HDFS Snapshot Repository and Kerberos
The Elasticsearch HDFS Snapshot Repository provides the ability to store snapshots directly on HDFS. HDFS in this case acts like a distributed file system. For Elasticsearch 5.0, the HDFS Snapshot Repository was moved from a separate Elastic project into Elasticsearch proper but was still a plugin. This made it much easier to configure Elasticsearch with the HDFS Snapshot Repository. It also ensured that testing and security were a top priority even for the HDFS Snapshot Repository.
In Elasticsearch 2.x, the HDFS Snapshot Repository was not compatible with the Java SecurityManager and caused many headaches if you wanted Elasticsearch to be secure and use HDFS for snapshots. Elasticsearch 5.x+ made it possible to have both configured.
Improving the HDFS Snapshot Repository with Kerberos
As we upgraded from Elasticsearch 2.4 to Elasticsearch 5.5, we noticed that there were some permissions missing with the Java SecurityManager policy when it came to the HDFS Snapshot Repository. I worked to debug where this was coming from and ran into two issues. I opened an issue with both Elastic Support and on the public Elasticsearch Github.
SLF4J for Hadoop logging with HDFS Snapshot Repository
The first issue was around logging for the HDFS Snapshot Repository. Having worked with HDFS before, I knew there should be more logging but Elasticsearch was swallowing these errors.

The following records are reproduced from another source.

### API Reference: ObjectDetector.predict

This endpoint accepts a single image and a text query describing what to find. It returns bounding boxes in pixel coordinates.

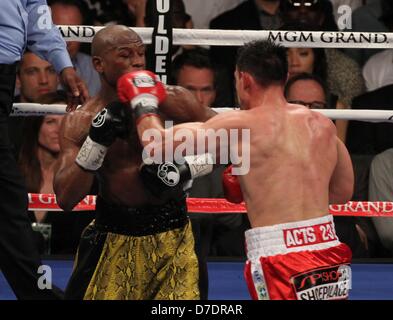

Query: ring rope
[11,103,393,122]
[28,193,393,217]
[58,25,393,49]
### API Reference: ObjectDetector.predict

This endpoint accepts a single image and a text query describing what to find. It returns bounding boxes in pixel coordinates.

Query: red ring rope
[29,193,393,217]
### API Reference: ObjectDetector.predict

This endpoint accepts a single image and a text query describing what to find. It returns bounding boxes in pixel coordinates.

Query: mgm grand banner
[268,31,393,48]
[59,26,393,49]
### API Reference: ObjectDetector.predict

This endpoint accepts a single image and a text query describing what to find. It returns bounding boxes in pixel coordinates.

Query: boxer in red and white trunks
[118,41,354,299]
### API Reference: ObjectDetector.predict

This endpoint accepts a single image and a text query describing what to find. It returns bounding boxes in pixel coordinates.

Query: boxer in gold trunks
[54,26,214,299]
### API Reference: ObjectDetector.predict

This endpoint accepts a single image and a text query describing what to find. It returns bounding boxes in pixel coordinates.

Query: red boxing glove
[222,165,243,203]
[117,70,166,110]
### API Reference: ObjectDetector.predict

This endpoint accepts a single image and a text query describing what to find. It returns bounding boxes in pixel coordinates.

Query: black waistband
[0,121,10,148]
[95,196,188,237]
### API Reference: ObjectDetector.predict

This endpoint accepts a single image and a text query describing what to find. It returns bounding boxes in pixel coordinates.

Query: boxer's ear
[242,72,255,90]
[92,56,104,73]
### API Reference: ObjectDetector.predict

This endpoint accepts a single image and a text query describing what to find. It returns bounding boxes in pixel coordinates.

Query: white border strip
[11,103,393,122]
[59,25,393,49]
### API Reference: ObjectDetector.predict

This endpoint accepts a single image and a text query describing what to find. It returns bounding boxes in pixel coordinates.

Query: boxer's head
[91,25,145,87]
[235,40,288,109]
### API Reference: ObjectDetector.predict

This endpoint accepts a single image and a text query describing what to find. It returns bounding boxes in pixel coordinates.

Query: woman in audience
[19,91,93,254]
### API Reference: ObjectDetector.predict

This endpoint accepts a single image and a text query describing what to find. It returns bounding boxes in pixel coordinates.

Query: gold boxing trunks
[66,198,199,300]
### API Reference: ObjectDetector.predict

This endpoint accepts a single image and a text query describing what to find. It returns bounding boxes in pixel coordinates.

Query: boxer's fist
[222,165,243,203]
[117,70,166,110]
[140,153,213,199]
[75,102,128,171]
[140,162,191,200]
[89,102,128,147]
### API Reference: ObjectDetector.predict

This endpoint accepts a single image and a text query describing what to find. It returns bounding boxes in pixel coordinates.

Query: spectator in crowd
[284,73,330,109]
[81,0,142,27]
[209,0,281,106]
[280,0,338,31]
[343,0,391,66]
[19,91,93,254]
[369,148,393,257]
[8,51,60,158]
[0,0,88,299]
[172,48,217,107]
[48,0,100,96]
[330,0,366,24]
[287,48,347,141]
[363,6,393,91]
[14,52,59,102]
[282,18,364,142]
[284,73,370,258]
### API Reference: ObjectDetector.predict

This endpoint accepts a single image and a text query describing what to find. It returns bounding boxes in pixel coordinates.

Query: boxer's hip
[245,215,352,300]
[245,215,340,260]
[95,196,188,237]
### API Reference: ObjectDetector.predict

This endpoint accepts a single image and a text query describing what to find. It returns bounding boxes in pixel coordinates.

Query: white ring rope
[58,25,393,49]
[11,103,393,122]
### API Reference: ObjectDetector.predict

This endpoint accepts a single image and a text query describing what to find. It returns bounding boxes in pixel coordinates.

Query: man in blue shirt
[0,0,88,299]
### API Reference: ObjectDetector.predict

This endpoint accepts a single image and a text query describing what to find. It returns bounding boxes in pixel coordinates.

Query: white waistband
[245,215,340,260]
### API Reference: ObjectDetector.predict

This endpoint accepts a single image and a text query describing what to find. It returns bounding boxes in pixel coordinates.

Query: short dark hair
[284,72,329,100]
[47,0,91,24]
[172,47,217,86]
[236,40,288,86]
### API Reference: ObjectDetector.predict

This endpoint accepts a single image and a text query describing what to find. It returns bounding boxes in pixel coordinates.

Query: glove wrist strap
[75,136,108,171]
[184,153,214,179]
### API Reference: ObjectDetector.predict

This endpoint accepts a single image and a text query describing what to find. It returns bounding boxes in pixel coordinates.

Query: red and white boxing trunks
[244,215,352,300]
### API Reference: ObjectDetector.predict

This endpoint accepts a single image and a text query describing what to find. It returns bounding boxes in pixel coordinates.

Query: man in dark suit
[209,0,281,103]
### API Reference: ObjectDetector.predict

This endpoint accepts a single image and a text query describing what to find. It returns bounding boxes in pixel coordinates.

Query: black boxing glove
[140,153,213,199]
[75,102,129,171]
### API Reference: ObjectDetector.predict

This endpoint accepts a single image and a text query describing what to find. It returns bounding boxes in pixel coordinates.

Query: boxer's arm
[329,137,355,204]
[53,111,94,211]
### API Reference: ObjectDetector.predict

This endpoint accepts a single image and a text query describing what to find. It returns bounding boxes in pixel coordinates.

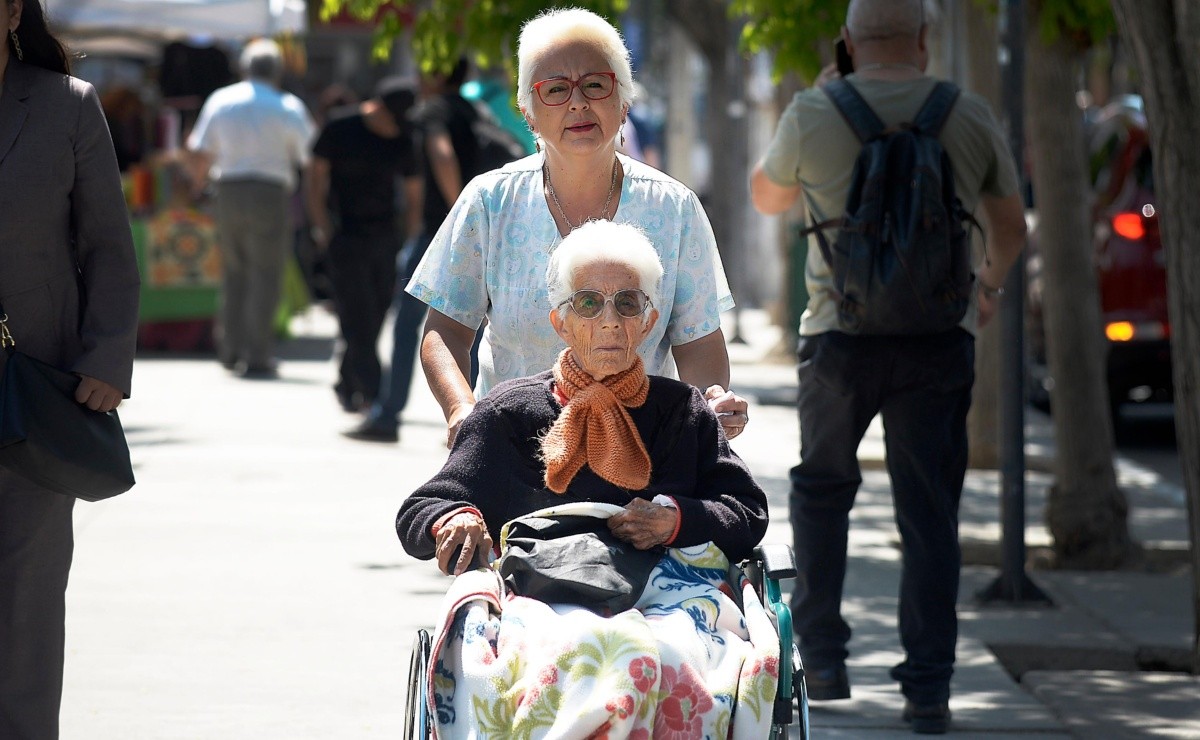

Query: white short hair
[846,0,925,43]
[517,7,636,110]
[546,221,662,308]
[238,38,283,82]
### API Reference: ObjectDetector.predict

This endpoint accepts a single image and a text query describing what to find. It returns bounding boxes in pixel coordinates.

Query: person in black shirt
[344,59,479,441]
[308,78,422,411]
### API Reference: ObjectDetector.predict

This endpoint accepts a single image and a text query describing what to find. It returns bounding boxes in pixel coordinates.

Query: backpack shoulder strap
[912,80,960,139]
[821,79,887,144]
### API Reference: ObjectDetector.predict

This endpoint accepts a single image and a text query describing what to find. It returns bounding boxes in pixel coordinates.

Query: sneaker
[233,361,280,380]
[342,419,400,443]
[900,702,950,735]
[804,666,850,702]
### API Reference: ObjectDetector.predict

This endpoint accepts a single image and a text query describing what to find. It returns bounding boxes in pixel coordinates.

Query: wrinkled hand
[433,511,492,576]
[704,385,750,439]
[608,499,679,549]
[446,403,475,449]
[76,375,125,411]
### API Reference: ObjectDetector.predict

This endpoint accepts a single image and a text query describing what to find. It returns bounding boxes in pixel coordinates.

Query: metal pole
[978,0,1049,603]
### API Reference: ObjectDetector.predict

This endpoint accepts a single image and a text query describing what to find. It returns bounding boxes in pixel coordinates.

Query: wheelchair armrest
[754,543,796,580]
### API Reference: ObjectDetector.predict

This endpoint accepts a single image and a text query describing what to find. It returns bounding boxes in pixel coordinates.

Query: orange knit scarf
[541,349,650,493]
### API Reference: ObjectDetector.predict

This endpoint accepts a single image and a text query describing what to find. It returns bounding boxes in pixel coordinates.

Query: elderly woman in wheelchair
[396,221,803,740]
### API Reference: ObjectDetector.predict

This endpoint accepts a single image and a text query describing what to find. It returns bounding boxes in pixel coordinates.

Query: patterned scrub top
[407,154,733,398]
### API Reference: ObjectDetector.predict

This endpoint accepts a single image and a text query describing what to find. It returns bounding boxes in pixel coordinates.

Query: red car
[1028,96,1174,420]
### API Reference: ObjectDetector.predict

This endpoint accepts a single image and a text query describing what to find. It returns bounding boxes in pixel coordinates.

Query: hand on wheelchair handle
[434,512,492,576]
[608,499,679,549]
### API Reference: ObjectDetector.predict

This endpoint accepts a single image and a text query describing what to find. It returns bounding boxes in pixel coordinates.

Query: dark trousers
[216,180,292,368]
[370,231,433,428]
[329,221,400,405]
[788,329,974,704]
[0,470,74,740]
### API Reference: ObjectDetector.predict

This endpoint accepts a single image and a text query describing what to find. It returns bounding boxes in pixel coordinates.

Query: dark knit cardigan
[396,371,767,562]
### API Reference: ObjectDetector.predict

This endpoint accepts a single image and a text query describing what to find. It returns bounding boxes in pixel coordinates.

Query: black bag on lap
[0,307,133,501]
[498,512,666,615]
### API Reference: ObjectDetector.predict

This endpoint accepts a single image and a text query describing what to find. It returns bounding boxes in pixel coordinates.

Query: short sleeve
[407,181,491,329]
[762,92,800,187]
[667,192,733,344]
[283,94,317,166]
[312,120,337,160]
[979,106,1021,198]
[187,96,216,154]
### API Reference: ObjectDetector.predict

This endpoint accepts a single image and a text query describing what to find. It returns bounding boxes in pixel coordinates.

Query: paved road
[62,305,1200,740]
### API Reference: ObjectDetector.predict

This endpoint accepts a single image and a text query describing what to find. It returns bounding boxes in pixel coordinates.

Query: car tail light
[1104,321,1171,342]
[1112,213,1146,241]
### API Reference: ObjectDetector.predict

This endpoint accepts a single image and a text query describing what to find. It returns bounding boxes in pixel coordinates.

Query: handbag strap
[0,296,17,349]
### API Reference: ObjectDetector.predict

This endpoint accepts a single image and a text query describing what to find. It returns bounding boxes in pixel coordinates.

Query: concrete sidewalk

I was able to work around this by explictly adding an SLF4J binding to ensure that HDFS logs could be configured in Elasticsearch. This turned into issue #26512 and was merged quickly. I was now able to configure logging for Hadoop to figure out the underlying permissison issues.
suppressAccessChecks
error with readonly HDFS Snapshot Repository
The second issue, issue #26513 revolved around Java SecurityManager permissions with HDFS and Kerberos. Even though the plugin seemed to account for this use case, the stack trace was evidence that something was wrong. @jasontedor quickly triaged this and handed off to @jbaiera. It was determined that maybe issue #22793, which addressed other permission issues, could fix the problem. However to move forward, I had to come up with a reproducible test case. After some time, I was able to create a reproducible test case which focused around read only HDFS snapshot repositories. This use case was not tested with the existing test framework and once added it was possible to show that more permissions had to be granted. @jbaiera worked on a fix and this was included in 5.5.4, 5.6.2, and 6.0.0.
HDFS High Availability and HDFS Snapshot Repository
We upgraded from 5.5.2 to 5.6.2 pretty soon after it was released. We were able to remove the suppressAccessChecks
work around Java SecurityManager policy we had put in place. Unfortunately, we found that there were again stack traces with Java security exceptions. I opened issue 26868 to work through the problem of tracking this down. After some digging, I was able to determine that the HDFS High Availability with multiple NameNodes was the cause. The test framework only used a single HDFS NameNode and the resulting Java SecurityManager policies were not correct. @jbaiera spent a lot of time to improve the Elasticsearch test framework to handle HDFS High Availabilty. He put up PR #27196 and I worked with him to ensure it was correct. After some initial issues, I was able to confirm that the great work of @jbaiera made the HDFS snapshot repository work with HDFS High Availability. This was merged recently and will be available in the following Elasticsearch versions: 5.5.6, 6.0.2, and 6.1.0.
Where do we go from here?
Once Elasticsearch 5.5.6 is released, we will upgrade to it and test the HDFS snapshot repository with our workarounds removed. We will also be testing against Elasticsearch 6.x shortly and hopefully catch bugs sooner before they affect others. It has been a learning experience to debug some low level Kerberos and Java SecurityManager interactions. A big shoutout to @jbaiera from Elastic who has put a lot of the leg work into fixing the issues identified.